Parent-rated Vineland Adaptive Behaviour Scale - third edition(52) was administered to the parents to assess child adaptive behaviour with overall functioning computed as standardized age equivalent and expressed as an Adaptive Behaviour Composite (ABC). Conners 3 rating scale(53) was used as a standardized measure for parent reported ADHD symptoms. It consists of 27 items each rated on a 4-point Likert scale (0 = not true at all to 3 = very much true) in five subscales: attention, hyperactivity, learning problems, oppositionality and peer problems. The inattention and hyperactivity subscales are reported below.
Behavioural outcome measures
At the start and end of each scanning session, while outside the scanner, participants were asked to complete the computerised Corsi block task on the Psychology Experiment Building Language (PEBL)(54). In this task, 9 identical blue blocks are presented on the screen. These blocks light up on the screen in a sequence, which starts off as a simple sequence of two blocks and increases in complexity based on participant performance. The participant is asked to mimic the sequence observed on the screen. A measure of the memory span and mean RT is reported.
Within the scanner, participants performed 4 runs of working memory tasks- one run each before and after stimulation and two during the atDCS/sham stimulation. Each run consisted of 6 blocks each of 0-back and 2-back verbal working memory task as described above. Each block was 30 s long and consisted of 9 target stimuli. Accuracy was calculated separately for 0-back and 2-back tasks(correct hits + correct omissions/ total responses). RT were calculated only for time to correct response to target stimuli.

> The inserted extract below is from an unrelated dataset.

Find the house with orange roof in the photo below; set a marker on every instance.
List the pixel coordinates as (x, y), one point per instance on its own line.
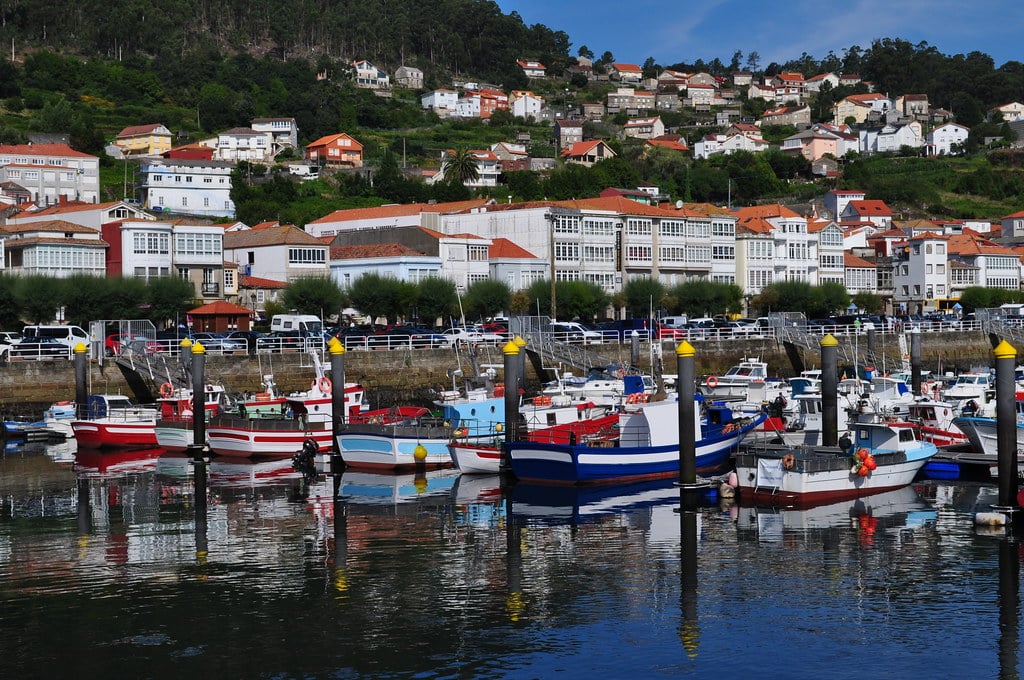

Statistical analyses were performed in SPSS version25 and R version 1.2. Partial Pearson’s correlations were used to investigate the relationship between GABA in DLPFC and OCC and the behavioural outcomes using tissue fraction as a covariate in the analyses. The Fishers Z transformation was used to compare the correlation coefficients. Comparison of correlation coefficients was undertaken using Fisher’s transformation. Group differences in metabolites post intervention were analysed using linear regression models adjusting for baseline values of the relevant outcome as a linear covariate. A p value<0.05 was considered significant.